Cartas a HN – 9

Francisco Martins Rodrigues

Carta a HN – 9

14/2/1997

Caro Camarada:

Respondo à tua carta de 28 de Janeiro. A PO 58 está na tipografia, desta vez atrasámo-nos mesmo, mas tenho tido complicacões familiares (somos uma casa de velhos doentes —excepto eu, claro, que não sou doente e muito menos velho). Como a equipa já é pequena, isto foi o bastante para termos um atraso duns quinze dias. Mesmo assim, este número tem mais colaboradores do que tem acontecido ultimamente.
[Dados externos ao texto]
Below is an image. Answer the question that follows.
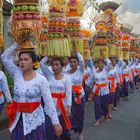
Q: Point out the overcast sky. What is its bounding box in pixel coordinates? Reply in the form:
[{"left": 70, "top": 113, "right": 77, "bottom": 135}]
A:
[{"left": 118, "top": 0, "right": 140, "bottom": 34}]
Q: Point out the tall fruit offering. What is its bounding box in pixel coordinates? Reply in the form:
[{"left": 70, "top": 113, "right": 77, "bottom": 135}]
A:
[
  {"left": 47, "top": 0, "right": 70, "bottom": 57},
  {"left": 66, "top": 0, "right": 84, "bottom": 55},
  {"left": 11, "top": 0, "right": 42, "bottom": 49}
]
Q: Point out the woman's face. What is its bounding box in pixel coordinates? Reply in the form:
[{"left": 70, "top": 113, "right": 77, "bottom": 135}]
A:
[
  {"left": 70, "top": 58, "right": 79, "bottom": 70},
  {"left": 98, "top": 61, "right": 105, "bottom": 70},
  {"left": 51, "top": 60, "right": 62, "bottom": 74},
  {"left": 111, "top": 59, "right": 117, "bottom": 66},
  {"left": 19, "top": 53, "right": 33, "bottom": 71}
]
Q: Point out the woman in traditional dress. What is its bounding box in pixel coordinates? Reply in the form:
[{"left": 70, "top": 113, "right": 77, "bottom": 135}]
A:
[
  {"left": 111, "top": 57, "right": 124, "bottom": 110},
  {"left": 41, "top": 57, "right": 72, "bottom": 140},
  {"left": 0, "top": 71, "right": 12, "bottom": 114},
  {"left": 108, "top": 59, "right": 119, "bottom": 119},
  {"left": 67, "top": 53, "right": 85, "bottom": 140},
  {"left": 1, "top": 41, "right": 62, "bottom": 140},
  {"left": 82, "top": 60, "right": 91, "bottom": 101},
  {"left": 90, "top": 58, "right": 110, "bottom": 126},
  {"left": 122, "top": 60, "right": 133, "bottom": 100}
]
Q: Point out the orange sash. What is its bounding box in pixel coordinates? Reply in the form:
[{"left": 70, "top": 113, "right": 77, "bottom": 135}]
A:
[
  {"left": 72, "top": 85, "right": 83, "bottom": 104},
  {"left": 7, "top": 101, "right": 40, "bottom": 127},
  {"left": 122, "top": 73, "right": 130, "bottom": 82},
  {"left": 108, "top": 77, "right": 116, "bottom": 93},
  {"left": 138, "top": 70, "right": 140, "bottom": 78},
  {"left": 92, "top": 83, "right": 108, "bottom": 98},
  {"left": 0, "top": 91, "right": 3, "bottom": 97},
  {"left": 52, "top": 93, "right": 71, "bottom": 129}
]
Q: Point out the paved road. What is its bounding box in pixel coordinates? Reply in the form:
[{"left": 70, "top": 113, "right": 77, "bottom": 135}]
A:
[{"left": 0, "top": 90, "right": 140, "bottom": 140}]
A vossa proposta do Centro Marxista suscitou uma carta de um colaborador, desfavorável. Não vejo razão para contrapor, como ele faz, o estudo do marxismo para um lado e a intervenção política para outro. Mas é um ponto de vista, aguardemos que mais leitores se sintam motivados para intervir sobre o assunto.
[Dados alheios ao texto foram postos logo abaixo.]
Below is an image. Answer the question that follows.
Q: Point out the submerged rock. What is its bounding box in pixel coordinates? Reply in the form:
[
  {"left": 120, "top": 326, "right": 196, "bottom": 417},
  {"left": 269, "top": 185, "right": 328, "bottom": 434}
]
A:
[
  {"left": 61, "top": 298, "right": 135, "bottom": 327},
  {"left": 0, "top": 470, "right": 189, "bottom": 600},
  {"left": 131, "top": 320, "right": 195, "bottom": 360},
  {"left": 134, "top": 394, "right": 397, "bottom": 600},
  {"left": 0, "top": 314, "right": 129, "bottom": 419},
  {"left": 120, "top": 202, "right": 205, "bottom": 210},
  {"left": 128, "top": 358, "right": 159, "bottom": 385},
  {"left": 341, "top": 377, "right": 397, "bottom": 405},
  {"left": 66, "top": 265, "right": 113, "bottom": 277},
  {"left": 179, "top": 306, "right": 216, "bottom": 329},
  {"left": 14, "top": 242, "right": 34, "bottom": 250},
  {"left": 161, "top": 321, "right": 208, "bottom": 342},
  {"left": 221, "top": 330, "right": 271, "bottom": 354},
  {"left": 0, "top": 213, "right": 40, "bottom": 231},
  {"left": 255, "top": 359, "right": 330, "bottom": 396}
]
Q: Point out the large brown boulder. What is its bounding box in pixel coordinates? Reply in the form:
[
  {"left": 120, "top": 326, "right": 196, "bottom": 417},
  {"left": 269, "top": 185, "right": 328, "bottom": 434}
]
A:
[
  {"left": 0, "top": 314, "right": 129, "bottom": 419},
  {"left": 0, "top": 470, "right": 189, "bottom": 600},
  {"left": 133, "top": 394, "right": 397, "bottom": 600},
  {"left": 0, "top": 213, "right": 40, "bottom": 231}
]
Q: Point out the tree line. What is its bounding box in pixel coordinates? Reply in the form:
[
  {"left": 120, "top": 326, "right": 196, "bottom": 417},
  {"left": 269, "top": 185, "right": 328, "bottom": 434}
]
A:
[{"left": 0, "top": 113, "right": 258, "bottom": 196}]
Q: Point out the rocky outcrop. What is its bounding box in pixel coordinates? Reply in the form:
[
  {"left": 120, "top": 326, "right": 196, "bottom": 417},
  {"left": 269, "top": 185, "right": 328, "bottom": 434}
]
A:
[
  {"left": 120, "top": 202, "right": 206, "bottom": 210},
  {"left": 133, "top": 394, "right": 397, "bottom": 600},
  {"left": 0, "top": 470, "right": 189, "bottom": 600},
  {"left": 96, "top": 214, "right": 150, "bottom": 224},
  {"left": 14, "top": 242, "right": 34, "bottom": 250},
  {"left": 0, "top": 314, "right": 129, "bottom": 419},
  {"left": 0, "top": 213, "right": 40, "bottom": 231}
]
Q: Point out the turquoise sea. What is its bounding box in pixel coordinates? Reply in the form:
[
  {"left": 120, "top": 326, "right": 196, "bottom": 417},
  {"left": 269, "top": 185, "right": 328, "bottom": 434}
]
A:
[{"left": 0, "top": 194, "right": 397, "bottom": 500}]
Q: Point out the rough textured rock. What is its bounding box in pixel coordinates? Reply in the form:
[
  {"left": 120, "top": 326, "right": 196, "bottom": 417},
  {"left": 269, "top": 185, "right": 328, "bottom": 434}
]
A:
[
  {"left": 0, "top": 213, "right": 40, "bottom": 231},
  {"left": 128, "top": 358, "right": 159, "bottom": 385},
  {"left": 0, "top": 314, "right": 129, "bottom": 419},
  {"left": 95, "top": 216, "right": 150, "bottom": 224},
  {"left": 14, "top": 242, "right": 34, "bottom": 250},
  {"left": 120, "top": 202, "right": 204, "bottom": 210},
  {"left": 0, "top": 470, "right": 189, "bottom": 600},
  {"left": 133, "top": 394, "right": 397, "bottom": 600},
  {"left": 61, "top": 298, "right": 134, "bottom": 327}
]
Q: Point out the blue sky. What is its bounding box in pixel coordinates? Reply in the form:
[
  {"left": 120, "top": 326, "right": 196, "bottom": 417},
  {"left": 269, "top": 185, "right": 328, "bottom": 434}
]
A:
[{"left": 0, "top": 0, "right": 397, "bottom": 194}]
Já comecei a ler o material que me mandaste da revista Dialéctica. O Adam Schaff levanta de facto muitos problemas interessantes mas tem a pecha de conceber sempre o socialismo de forma a não desagradar à burguesia. Já aqui há anos criticámos na P.O. um artigo dele numa revista que por aí apareceu, “O Socialismo do Futuro”, com grande reclame, mas que teve um futuro muito curto. Em todo o caso, é sempre muito instrutivo ler pontos de vista diferentes e, se for capaz, farei uma nota sobre o assunto para a próxima PO. Quanto à sugestão que dás de eu colaborar nessa revista, é que me parece pouco realista:

1º) eu já mal consigo manter a PO/Neograf/Dinossauro a flutuar; tinha que dedicar bastantes horas a preparar esses tais artigos, que teriam que ser diferentes dos da PO; 2º) a Dialéctica parece-me uma revista de gente “séria”, universitária (oportunista), e pontos de vista como os meus são aí considerados “sectários” e impublicáveis. Tenho sido criticado por vários camaradas, já por mais de uma vez, por não fazer mais esforços para fazer publicar artigos meus na grande imprensa, fora do círculo restritíssimo da PO, mas confesso-te que isso hoje me aparece como um desperdício de tempo. Tenho que poupar bem os meus esforços porque as capacidades já não são muitas e não me sinto com pachorra para andar em luta com as redacções para conseguir que me aceitem artigos. A experiência que tive com o Público aqui há meia dúzia de anos e a censura descarada que me fizeram quando foi da guerra do Golfo serviram-me de lição: para ser publicado, eu teria que me autocensurar, evitar certas expressões mais agressivas, dizer certas coisas só por meias palavras… enfim, não dá. Ao menos, na PO, posso fazer fogo à vontade e chamar os bois pelos nomes. Faz bem à saúde.

Bem, caro camarada, por agora é tudo. Agradeço a atenção em me mandares recortes e espero que continues e que arranjes alguma colaboração para a próxima PO: Espero que a tua saúde e da família vá bem. Abraços do pessoal para ti e para o Z.